WASHINGTON (Reuters) -U.S. wholesale inventories were unchanged in May after declining for two straight months, suggesting inventory investment could support economic growth in the second quarter.
The Commerce Department said on Monday that wholesale inventories were unchanged instead of dipping 0.1% as previously reported last month. Stocks at wholesalers fell 0.3% in April.
Economists polled by Reuters had expected that inventories would be unrevised. Inventories are a key part of gross domestic product. They increased 3.7% on a year-on-year basis in May.
Private inventory investment rose at its slowest pace in 1-1/2 years in the first quarter, helping to restrict GDP growth to a 2.0% annualized pace in that three-month period.
The careful inventory management amid expectations of weaker demand because of higher borrowing costs is weighing on production at factories.

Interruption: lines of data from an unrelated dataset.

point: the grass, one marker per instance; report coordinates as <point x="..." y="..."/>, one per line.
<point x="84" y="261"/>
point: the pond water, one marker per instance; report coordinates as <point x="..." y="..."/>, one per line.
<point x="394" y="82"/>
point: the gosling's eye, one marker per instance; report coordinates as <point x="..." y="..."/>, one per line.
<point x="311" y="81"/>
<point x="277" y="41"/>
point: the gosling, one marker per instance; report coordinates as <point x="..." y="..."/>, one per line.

The Federal Reserve has raised its policy raise by 500 basis points since March 2022, when it embarked on its fastest monetary policy tightening campaign in more than 40 years.
The U.S. central bank is expected to resume hiking rates this month after skipping in June.
Wholesale motor vehicle inventories increased 1.1% in May after rising 0.3% in April. But inventories of furniture continued to decline as did stocks of lumber, paper, apparel, farm products and petroleum.
Excluding autos, wholesale inventories slipped 0.1% in May. This component goes into the calculation of GDP.
Economists at Goldman Sachs raised their second-quarter GDP growth estimate to a 2.3% rate from a 2.2% pace.
Sales at wholesalers fell 0.2% after being unchanged in April. There were increases in sales of long-lasting manufactured goods like autos, furniture, machinery and professional equipment.
At May’s sales pace it would take wholesalers 1.41 months to clear shelves, rising further above the 2019 average of 1.35 months and up from 1.40 in April.